Treasury Secretary Timothy F. Geithner said his department will take “extraordinary measures” to postpone a U.S. default for about two months while President Barack Obama and Congress work out a deficit-reduction deal.

Geithner, in a letter to congressional leaders Wednesday, said the government will hit its statutory debt ceiling on Dec. 31. To avert a default, the Treasury will take action to create about $200 billion in headroom under the debt limit.

“However, given the significant uncertainty that now exists with regard to unresolved tax and spending policies for 2013, it is not possible to predict the effective duration of these measures,” Geithner said.

Geithner’s letter adds urgency to talks between Obama and congressional Republicans on a deficit-reduction plan. Obama has asked that raising the debt ceiling be part of that plan.

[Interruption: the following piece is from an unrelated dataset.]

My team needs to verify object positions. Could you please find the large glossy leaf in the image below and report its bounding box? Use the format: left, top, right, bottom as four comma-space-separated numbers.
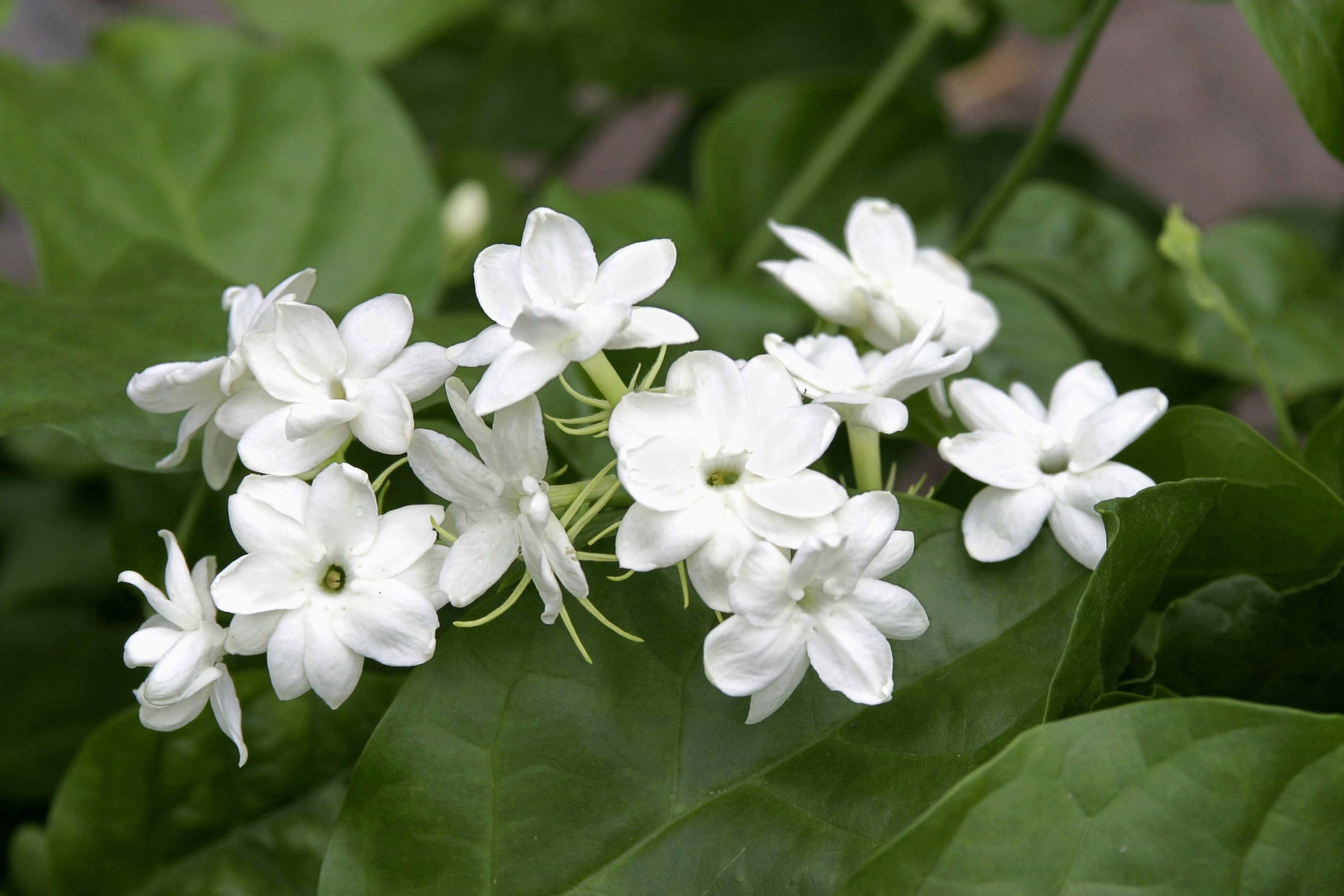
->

Obama and Congress both return to Washington Thursday after an abbreviated Christmas holiday to circumvent a deadline that would trigger more than $600 billion in tax increases and spending cuts that might cause a U.S. recession.

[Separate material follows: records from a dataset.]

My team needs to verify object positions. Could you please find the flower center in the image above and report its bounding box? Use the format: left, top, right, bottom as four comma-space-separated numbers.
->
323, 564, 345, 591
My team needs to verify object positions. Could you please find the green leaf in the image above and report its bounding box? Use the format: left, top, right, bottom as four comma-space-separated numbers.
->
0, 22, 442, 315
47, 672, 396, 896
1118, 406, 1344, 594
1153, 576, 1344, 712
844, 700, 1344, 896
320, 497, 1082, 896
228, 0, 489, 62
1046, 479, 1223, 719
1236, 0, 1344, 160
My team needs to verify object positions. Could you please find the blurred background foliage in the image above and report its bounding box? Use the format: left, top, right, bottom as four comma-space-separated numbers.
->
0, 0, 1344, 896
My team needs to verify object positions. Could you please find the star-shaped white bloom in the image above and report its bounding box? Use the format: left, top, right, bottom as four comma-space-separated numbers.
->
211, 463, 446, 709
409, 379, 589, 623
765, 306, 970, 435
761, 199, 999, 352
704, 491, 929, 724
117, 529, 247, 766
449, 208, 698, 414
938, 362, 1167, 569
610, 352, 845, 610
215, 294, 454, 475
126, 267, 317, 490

House leaders, who were forced last week to withdraw their latest proposal before it could face a vote, on Wednesday called on the Senate to act next.

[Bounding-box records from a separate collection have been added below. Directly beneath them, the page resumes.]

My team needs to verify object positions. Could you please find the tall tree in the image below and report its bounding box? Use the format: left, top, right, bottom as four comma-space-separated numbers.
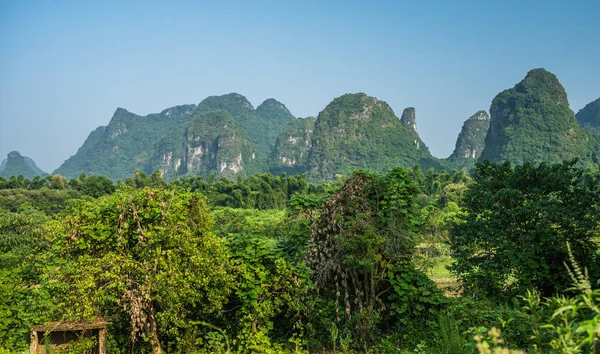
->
49, 188, 232, 353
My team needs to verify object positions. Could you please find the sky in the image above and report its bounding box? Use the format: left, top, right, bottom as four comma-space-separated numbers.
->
0, 0, 600, 172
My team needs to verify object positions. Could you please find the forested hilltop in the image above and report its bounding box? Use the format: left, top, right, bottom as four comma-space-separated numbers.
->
0, 159, 600, 354
0, 69, 600, 354
17, 69, 600, 181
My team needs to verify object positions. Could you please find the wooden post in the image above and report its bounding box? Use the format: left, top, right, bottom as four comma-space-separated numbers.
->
29, 330, 38, 354
98, 328, 106, 354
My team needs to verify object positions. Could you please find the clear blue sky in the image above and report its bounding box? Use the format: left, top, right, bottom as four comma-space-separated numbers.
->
0, 0, 600, 172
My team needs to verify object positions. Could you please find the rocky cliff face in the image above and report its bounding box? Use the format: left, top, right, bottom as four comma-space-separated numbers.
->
269, 117, 316, 174
54, 93, 294, 179
400, 107, 429, 151
449, 111, 490, 162
54, 105, 195, 179
307, 93, 436, 180
0, 151, 46, 179
479, 69, 593, 164
196, 93, 294, 162
183, 110, 256, 179
575, 98, 600, 137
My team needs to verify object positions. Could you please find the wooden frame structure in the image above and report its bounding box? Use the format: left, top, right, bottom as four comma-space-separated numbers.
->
29, 319, 108, 354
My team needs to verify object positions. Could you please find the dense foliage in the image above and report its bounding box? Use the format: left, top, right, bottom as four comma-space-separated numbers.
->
0, 161, 600, 354
450, 161, 600, 297
0, 151, 45, 178
448, 111, 490, 168
575, 98, 600, 137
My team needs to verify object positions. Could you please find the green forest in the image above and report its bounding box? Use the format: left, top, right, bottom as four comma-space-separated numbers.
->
0, 160, 600, 354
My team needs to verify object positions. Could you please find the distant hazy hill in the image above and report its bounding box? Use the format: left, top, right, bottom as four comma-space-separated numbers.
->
307, 93, 437, 180
479, 69, 595, 164
269, 117, 316, 175
0, 151, 46, 179
183, 110, 258, 179
54, 73, 600, 180
54, 93, 294, 179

They said the Senate should amend bills passed by the House earlier this year include a one-year extension of tax cuts for all income levels.

Boehner Statement

“Once this has occurred, the House will then consider whether to accept the bills as amended, or to send them back to the Senate with additional amendments,” said House Speaker John Boehner, an Ohio Republican, in a statement together with Majority Leader Eric Cantor of Virginia, Majority Whip Kevin McCarthy of California and the head of the Republican conference, Cathy McMorris Rodgers of Washington.

Boehner and Obama have been unable to agree on the tax-rate increase on top earners Obama wants or the cuts to entitlement programs that Boehner sought, complicating the chances of getting a package done.

Both parties have begun work on minimal deficit-reduction proposals, aimed at avoiding the automatic tax increases and spending cuts while a bigger package is negotiated.

“At this point, all they’re looking for is a fig leaf,” said Stan Collender, a former staff member of the House Ways and Means Committee and the House and Senate Budget committees who is now at Qorvis Communications in Washington. “There’s no grand bargain. There never was.”

Small Deal

The trouble is that Senate Majority Leader Harry Reid, a Nevada Democrat, and Minority Leader Mitch McConnell, a Kentucky Republican, need to come up with something that also can get through the House, which has balked at any tax increases. Senate Republicans don’t want to be on the record supporting higher taxes unless they know the House also would pass it.

“There’s still a chance for them to get a deal,” said Ron Bonjean, a Republican strategist who once served as a spokesman for former House Speaker Dennis Hastert of Illinois and former Senate Majority Leader Trent Lott of Mississippi. “It grows more unlikely by the day, and there’s not a lot of days left.”